Jamie McCook, better known as 'The Indian' was at the Carrick-a-Rede in Ballintoy last week to view the picture taken by award-winning photographer, Julian Behal, both pictured right.
The image of Jamie was captured last Easter inside a pigeon coop at his home in Armoy and sees him tousle-haired, sparring topless and with a pigeon taking flight to his right.
It is a stunning picture which has already been voted amongst the top one hundred press photographs in Britian and has been featured in a number of magazines. Next month it is to be entered into the portrait category of Press Photographers Association of Ireland's annual competition where it is widely tipped to impress the judges.
Julian, who is on the staff of the Press Association in Dublin, first encountered Jamie when he was watching 'A Dander with Drennan' on television.
Willie Drennan's Ulster Scots-based programme focused on well-known characters and places throughout North Antrim and in one piece, he did an interview with Jamie McCook whose legendary reputation as a hard man is known the length and breadth of the country and beyond.
Julian immediately spotted the potential of Jamie in photographic terms and contacted his soon-to-be father-in-law, Maurice McHenry, the former principal of Our Lady of Lourdes in Ballymoney, to see if he could arrange a photo shoot.
With the help of his Ballintoy neighbour, George Jamison, Jamie was contacted and he readily agreed.
Julian admits that from his first encounter with Jamie he was struck by his presence.
"I knew he would be a very good subject and all along I was trying to bring out something of the man in my pictures.
"When I was told he was interested in pigeons I thought it would be good to go into the coop to generate a different atmosphere and setting. I asked him to remove his top clothes and shadow box.
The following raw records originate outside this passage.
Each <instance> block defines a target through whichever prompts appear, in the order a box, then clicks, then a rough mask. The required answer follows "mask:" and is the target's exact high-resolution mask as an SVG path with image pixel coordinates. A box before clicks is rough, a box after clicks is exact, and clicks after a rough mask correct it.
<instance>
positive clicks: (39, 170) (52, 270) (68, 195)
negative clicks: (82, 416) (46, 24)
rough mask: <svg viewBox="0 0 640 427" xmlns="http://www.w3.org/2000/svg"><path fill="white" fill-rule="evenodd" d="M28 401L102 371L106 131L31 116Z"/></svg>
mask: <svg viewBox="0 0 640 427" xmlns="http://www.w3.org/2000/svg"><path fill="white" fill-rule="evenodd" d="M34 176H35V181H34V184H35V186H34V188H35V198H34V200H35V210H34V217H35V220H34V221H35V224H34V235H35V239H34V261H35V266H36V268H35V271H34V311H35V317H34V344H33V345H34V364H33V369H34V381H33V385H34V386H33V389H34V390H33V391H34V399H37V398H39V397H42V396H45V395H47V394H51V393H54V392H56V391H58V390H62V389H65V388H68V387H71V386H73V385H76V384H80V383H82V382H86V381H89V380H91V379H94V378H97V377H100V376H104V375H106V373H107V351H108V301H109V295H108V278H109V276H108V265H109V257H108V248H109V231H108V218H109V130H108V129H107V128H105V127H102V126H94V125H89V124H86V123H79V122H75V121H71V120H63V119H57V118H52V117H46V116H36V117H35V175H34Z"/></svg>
There was a cluster of pigeons in a corner who were reluctant to take part, and at that point, I got Maurice to shoo the birds one of which rose perfectly so that I could get the picture I wanted," Julian said.
The picture has now been placed on the wall of the public bar in the Carrick-a-Rede and will soon be accompanied by some background information not only about Jamie but also about the McCook clan in general, many of whom went off to America where they became known as 'The Fighting McCooks.'
Those in the Carrick-a-Rede on the night agreed that it was a fitting tribute to a man who at 81 years of age shows little sign of slowing down and who, by all accounts, can still look after himself.
George Jamison certainly thinks so and when posing for a picture, a playfully raised fist brought a sharp reminder of the time when he was on the receiving end of a stiff thump on the jaw from Jamie - an incident long forgotten since the two are now firm friends.
Jamie's influence was also extended to the American South courtesy of Paddy McShane, who introduced him to a Mississippi couple, Bob and Lassley Hanson, who came for a holiday some years ago and liked the area so much that they now spend much of their time in Ballintoy.
Maurice McHenry believes the picture is a fitting tribute to someone who has become part of folklore in North Antrim and beyond.
"It helps cement his place in folklore and will prove a talking point not only for locals, but for the many tourists who come here in the summer," Maurice said.